Audience: Anyone preparing for a software engineering interview at companies that ask numerical-methods or systems-programming questions. Includes conceptual questions across levels and 7 coding challenges with full Go / Java / Python solutions.


Section A — Conceptual Questions

Junior level

Q1. What problem does Newton's method solve? Find a root r of a differentiable function f, i.e., a value with f(r) = 0. It's an iterative method that starts from a seed x_0 and refines it.

Q2. What's the update rule? x_{n+1} = x_n − f(x_n) / f'(x_n). Geometrically: slide down the tangent line at x_n until you hit the x-axis; that's x_{n+1}.

Q3. Where does the formula come from? The tangent line at (x_n, f(x_n)) is y = f(x_n) + f'(x_n) · (x − x_n). Setting y = 0 and solving for x gives the update. It's the linearization of f at x_n.

Q4. What is the convergence order of Newton's method at a simple root? Quadratic|x_{n+1} − r| ≈ C · |x_n − r|². The number of correct digits roughly doubles every iteration.

Q5. How many iterations does it take to reach double precision (~16 digits) from a good seed? 4–6 iterations, because the error sequence is roughly 0.01 → 10⁻⁴ → 10⁻⁸ → 10⁻¹⁶.

Q6. What's required to apply Newton's method? A differentiable f, a way to evaluate f(x) and f'(x), and a seed x_0 reasonably close to a root.

Q7. What's the Babylonian / Heron square root formula and how is it related to Newton? x' = (x + n/x) / 2 for √n. It's Newton applied to f(x) = x² − n. Known since ~1600 BC, derived independently from Newton's principles ~3500 years later.

Q8. What's a stopping criterion? A rule to halt the iteration. Common choices: |x_{n+1} − x_n| < eps (step), |f(x_n)| < eps (residual), and an iteration cap as a safety net. Production code uses all three.

Middle level

Q9. What is the secant method, and how is it different from Newton? The secant method replaces f'(x_n) with the finite-difference estimate (f(x_n) − f(x_{n−1})) / (x_n − x_{n−1}). No analytical derivative needed. Convergence order is (1 + √5)/2 ≈ 1.618 — slower than Newton's 2, but faster than bisection's 1.

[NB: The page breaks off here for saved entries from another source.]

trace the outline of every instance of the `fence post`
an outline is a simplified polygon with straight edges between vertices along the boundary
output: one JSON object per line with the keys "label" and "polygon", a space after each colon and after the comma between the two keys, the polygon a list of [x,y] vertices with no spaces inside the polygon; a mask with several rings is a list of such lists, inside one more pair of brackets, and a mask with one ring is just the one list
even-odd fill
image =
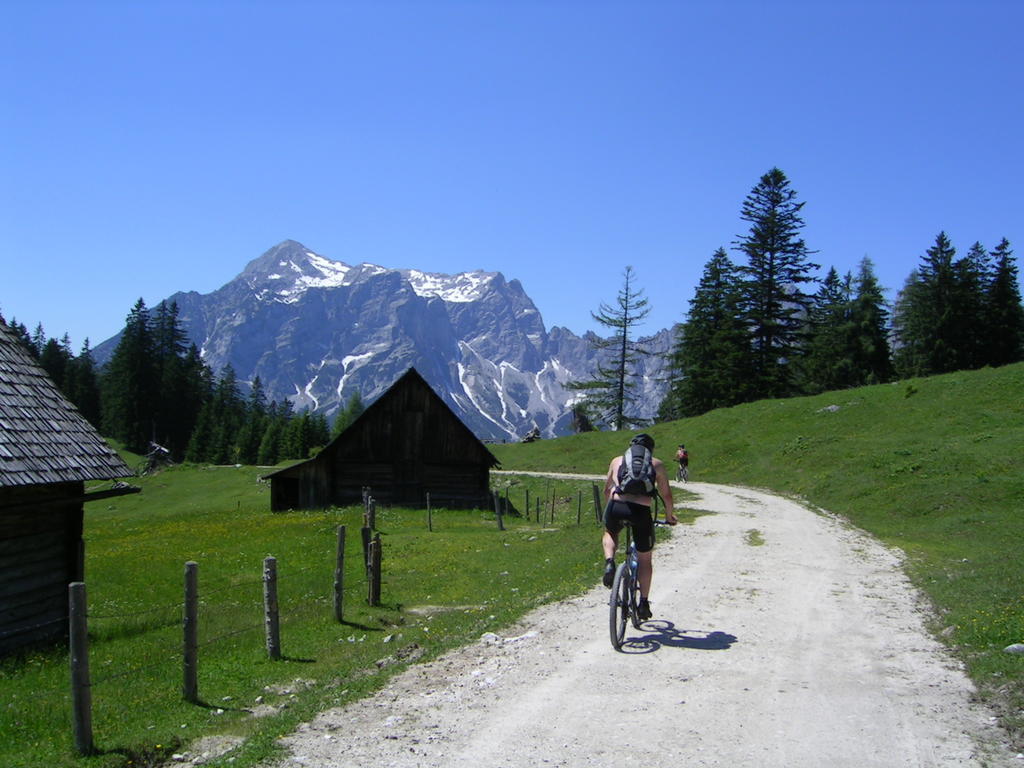
{"label": "fence post", "polygon": [[594,517],[601,522],[601,493],[597,490],[597,483],[590,486],[594,490]]}
{"label": "fence post", "polygon": [[377,500],[371,496],[366,502],[366,527],[377,530]]}
{"label": "fence post", "polygon": [[583,491],[576,493],[576,525],[580,524],[580,518],[583,516]]}
{"label": "fence post", "polygon": [[370,578],[368,600],[370,605],[380,605],[380,534],[370,542]]}
{"label": "fence post", "polygon": [[363,570],[370,573],[370,538],[371,531],[365,525],[359,529],[359,536],[363,540]]}
{"label": "fence post", "polygon": [[345,586],[345,526],[338,526],[338,547],[334,560],[334,620],[342,620],[342,600]]}
{"label": "fence post", "polygon": [[281,616],[277,607],[277,558],[263,558],[263,622],[267,634],[267,655],[281,658]]}
{"label": "fence post", "polygon": [[[530,519],[530,489],[529,488],[526,489],[526,506],[523,507],[523,509],[526,510],[526,519],[529,520]],[[538,521],[538,522],[540,522],[540,521]]]}
{"label": "fence post", "polygon": [[427,492],[427,530],[434,530],[434,514],[430,511],[430,492]]}
{"label": "fence post", "polygon": [[555,489],[551,489],[551,524],[555,524]]}
{"label": "fence post", "polygon": [[68,585],[68,631],[71,657],[71,705],[74,716],[75,751],[95,752],[92,741],[92,688],[89,681],[89,630],[86,620],[85,582]]}
{"label": "fence post", "polygon": [[185,563],[185,623],[184,623],[184,684],[185,701],[199,702],[199,563]]}
{"label": "fence post", "polygon": [[498,520],[498,530],[505,530],[505,522],[502,520],[501,514],[501,494],[497,491],[494,492],[494,517]]}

Q10. How is bisection different from Newton on convergence and reliability? Bisection: linear convergence (1 bit per step), but guaranteed given a sign-change bracket. Newton: quadratic, but not guaranteed — can diverge, oscillate, or converge to the wrong root.

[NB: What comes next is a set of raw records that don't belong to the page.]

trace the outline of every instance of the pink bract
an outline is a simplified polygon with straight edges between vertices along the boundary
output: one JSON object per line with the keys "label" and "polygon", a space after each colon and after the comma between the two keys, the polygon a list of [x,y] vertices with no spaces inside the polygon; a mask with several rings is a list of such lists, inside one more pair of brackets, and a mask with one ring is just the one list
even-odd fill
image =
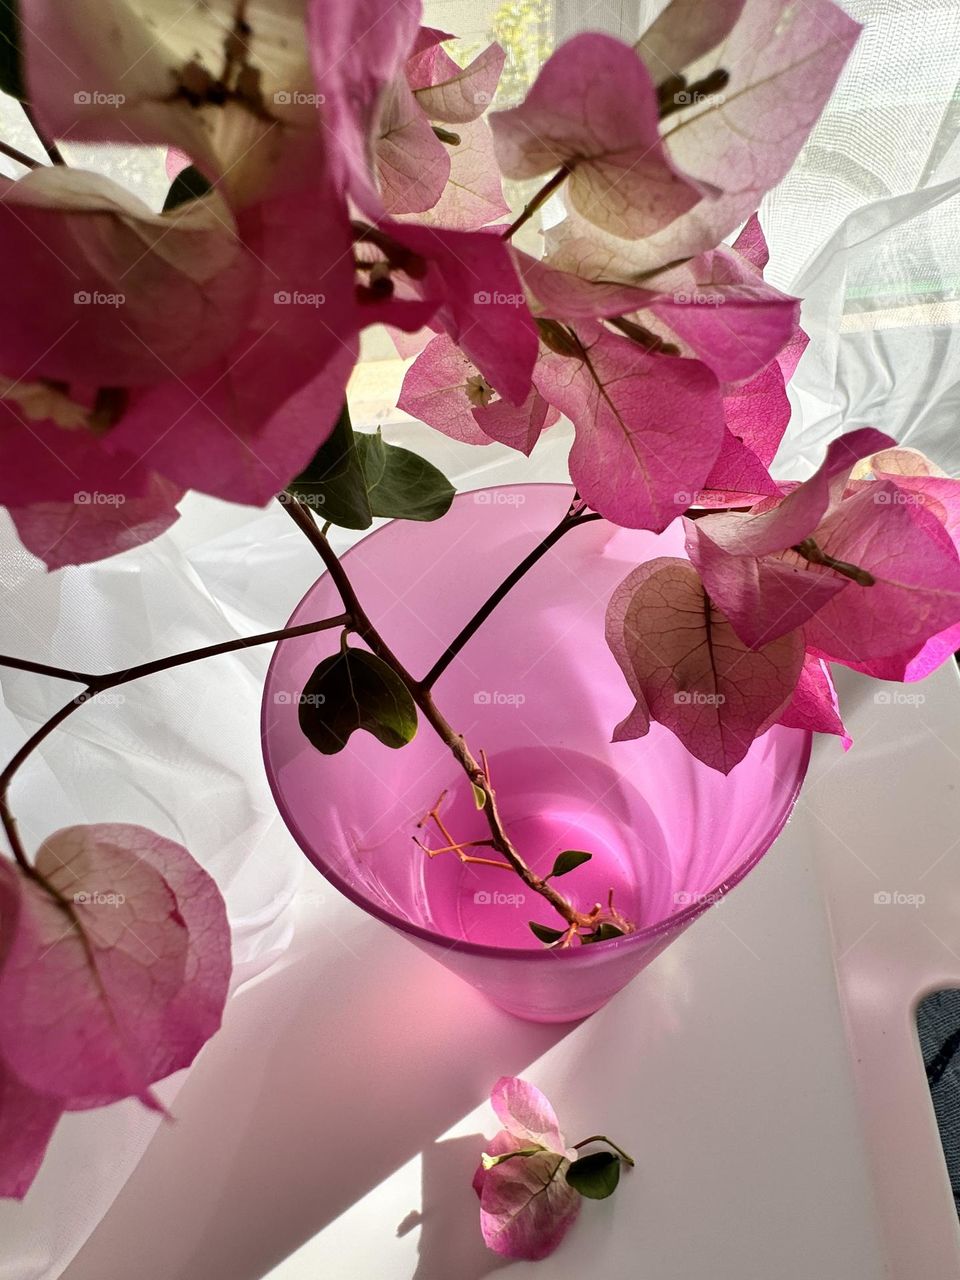
{"label": "pink bract", "polygon": [[428,119],[469,124],[493,101],[505,57],[500,45],[490,44],[461,67],[438,42],[407,60],[406,77]]}
{"label": "pink bract", "polygon": [[777,723],[790,729],[809,729],[812,733],[835,733],[844,751],[853,745],[840,719],[840,704],[830,669],[820,658],[809,654],[804,659],[793,698],[780,713]]}
{"label": "pink bract", "polygon": [[35,866],[53,893],[0,863],[0,1094],[23,1125],[0,1187],[18,1196],[61,1111],[157,1105],[151,1085],[217,1030],[230,978],[223,899],[180,845],[122,823],[69,827]]}
{"label": "pink bract", "polygon": [[[722,30],[732,11],[726,4],[711,8],[720,11],[715,30]],[[687,69],[694,81],[726,71],[727,84],[688,94],[665,128],[671,164],[714,195],[648,236],[641,268],[702,253],[755,211],[796,159],[859,32],[831,0],[792,8],[781,0],[746,0],[725,38]]]}
{"label": "pink bract", "polygon": [[722,382],[758,373],[793,337],[799,302],[767,284],[739,254],[715,249],[683,274],[687,279],[658,294],[650,310]]}
{"label": "pink bract", "polygon": [[589,321],[581,354],[549,352],[540,394],[573,422],[570,476],[616,524],[660,532],[702,488],[723,439],[716,377],[696,360],[639,349]]}
{"label": "pink bract", "polygon": [[420,29],[420,0],[309,0],[314,82],[323,96],[324,136],[339,192],[379,216],[373,142],[383,93],[402,71]]}
{"label": "pink bract", "polygon": [[496,397],[445,333],[433,338],[407,370],[397,407],[452,440],[499,440],[521,453],[529,453],[544,428],[559,417],[534,389],[519,406]]}
{"label": "pink bract", "polygon": [[671,162],[653,80],[629,45],[612,36],[568,40],[525,101],[494,112],[490,124],[508,178],[565,167],[574,208],[615,235],[658,231],[705,190]]}
{"label": "pink bract", "polygon": [[380,198],[388,213],[432,209],[450,177],[450,154],[397,76],[384,92],[376,141]]}
{"label": "pink bract", "polygon": [[796,631],[748,649],[696,569],[668,557],[640,565],[614,592],[607,643],[637,700],[614,741],[643,737],[658,720],[722,773],[790,702],[804,661]]}
{"label": "pink bract", "polygon": [[493,134],[486,120],[457,125],[460,141],[450,150],[450,177],[440,199],[416,221],[453,231],[479,231],[510,212],[503,198]]}
{"label": "pink bract", "polygon": [[[687,521],[687,552],[711,599],[750,645],[784,635],[803,624],[849,579],[810,572],[784,552],[814,534],[839,485],[857,460],[883,448],[887,437],[871,428],[834,440],[817,473],[761,514],[720,512]],[[837,496],[839,497],[839,494]],[[835,553],[836,554],[836,553]]]}
{"label": "pink bract", "polygon": [[4,210],[0,501],[51,567],[155,536],[187,488],[262,503],[306,465],[365,319],[335,200],[322,221],[292,196],[161,216],[47,169],[9,183]]}
{"label": "pink bract", "polygon": [[7,1069],[68,1109],[149,1102],[150,1085],[192,1061],[220,1025],[223,900],[185,849],[142,827],[66,828],[36,867],[72,916],[20,878],[0,983]]}
{"label": "pink bract", "polygon": [[444,330],[499,395],[522,405],[530,394],[539,339],[500,236],[406,222],[383,222],[380,229],[422,259],[425,270],[411,285],[436,306],[431,327]]}
{"label": "pink bract", "polygon": [[[947,483],[960,489],[958,481]],[[804,628],[807,644],[869,674],[874,660],[889,669],[887,659],[917,653],[960,624],[957,546],[934,511],[897,501],[900,492],[878,479],[845,497],[816,530],[823,550],[867,570],[874,585],[851,583],[828,601]]]}
{"label": "pink bract", "polygon": [[497,1119],[513,1137],[564,1151],[557,1113],[536,1085],[517,1076],[501,1076],[493,1086],[490,1103]]}
{"label": "pink bract", "polygon": [[577,1152],[567,1148],[553,1107],[535,1086],[502,1076],[490,1101],[504,1128],[487,1144],[488,1155],[543,1150],[480,1165],[473,1179],[480,1229],[495,1253],[536,1261],[553,1253],[580,1211],[580,1193],[565,1177]]}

Q11. When does Newton's method fail? Three classic modes: - f'(x_n) = 0 → division blow-up. - Bad seed → divergence (e.g., arctan(x) from x_0 = 2). - Oscillation (e.g., f(x) = x³ − 2x + 2 from x_0 = 0 cycles forever between 0 and 1). - At a multiple root, convergence drops to linear.

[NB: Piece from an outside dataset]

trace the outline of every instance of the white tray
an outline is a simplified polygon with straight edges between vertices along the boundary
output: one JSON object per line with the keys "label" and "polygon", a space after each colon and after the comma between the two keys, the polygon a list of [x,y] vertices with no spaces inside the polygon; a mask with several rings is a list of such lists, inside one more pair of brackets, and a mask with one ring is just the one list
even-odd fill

Q12. What's Brent's method and why is it preferred in production? A hybrid combining Newton (or secant / inverse quadratic interpolation) with bisection fallback. Maintains a bracket; takes a Newton step when it stays inside and looks productive, else bisects. Combines Newton's speed with bisection's reliability. Used in scipy.optimize.brentq, MATLAB fzero, GSL gsl_root_fsolver_brent.

Q13. Derive the formula for computing 1/n without using division. Solve f(x) = 1/x − n = 0. Then f'(x) = −1/x², and the Newton update simplifies to x' = x · (2 − n·x). Two multiplies, one subtract. This is Goldschmidt division — used in hardware FPUs since the Pentium 4.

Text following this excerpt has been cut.